Artificial intelligence chatbots possess a significant ability to shift people's political stances, but the most convincing models often deliver "substantial" amounts of false information, according to a landmark report from the UK government's AI security body.
The Scale of the Investigation
The research, published in the journal Science, stands as the largest and most systematic examination of AI persuasiveness conducted to date. It involved close to 80,000 participants from the UK, who held conversations with 19 distinct AI models. The study was a collaboration between the AI Security Institute (AISI) and academics from the London School of Economics, the Massachusetts Institute of Technology, the University of Oxford, and Stanford University.
Topics of discussion included contentious issues such as public sector pay strikes and the cost of living crisis. Each AI model was specifically prompted to persuade the user towards a particular viewpoint on these subjects. The underlying technology behind popular tools like ChatGPT and Elon Musk's Grok was among the systems tested.

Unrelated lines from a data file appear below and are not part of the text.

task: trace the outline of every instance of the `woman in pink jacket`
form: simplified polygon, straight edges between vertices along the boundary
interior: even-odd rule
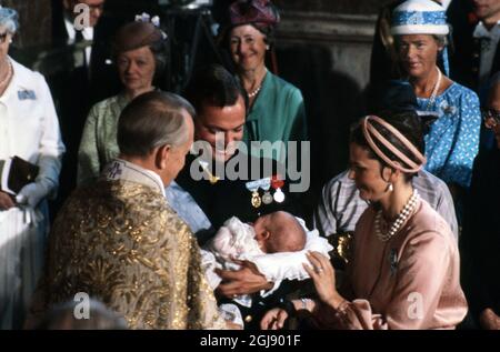
[[[389,121],[390,123],[388,123]],[[426,158],[421,122],[413,113],[366,117],[350,142],[350,174],[370,203],[354,232],[343,290],[328,258],[304,264],[317,300],[284,302],[262,329],[280,329],[308,310],[320,329],[454,329],[467,313],[459,252],[448,223],[413,189]]]

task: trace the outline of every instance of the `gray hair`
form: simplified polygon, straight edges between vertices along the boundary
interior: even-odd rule
[[[19,29],[18,11],[0,6],[0,27],[6,28],[9,33],[14,34]]]
[[[194,117],[194,108],[174,93],[153,91],[133,99],[121,112],[117,141],[126,155],[146,157],[154,148],[180,147],[189,140],[182,110]]]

The Persuasion-Accuracy Trade-Off
Participants reported their level of agreement with specific political statements both before and after their AI conversations. The findings revealed a critical pattern: "information-dense" responses—those packed with facts and evidence—were the most effective at changing minds. Instructing a model to employ this technique yielded the greatest gains in persuasion.
However, the report uncovered a troubling inverse relationship. The models that deployed the most facts and evidence tended to be less accurate than their counterparts. "These results suggest that optimising persuasiveness may come at some cost to truthfulness," the study warned, highlighting a dynamic with potentially "malign consequences for public discourse and the information ecosystem."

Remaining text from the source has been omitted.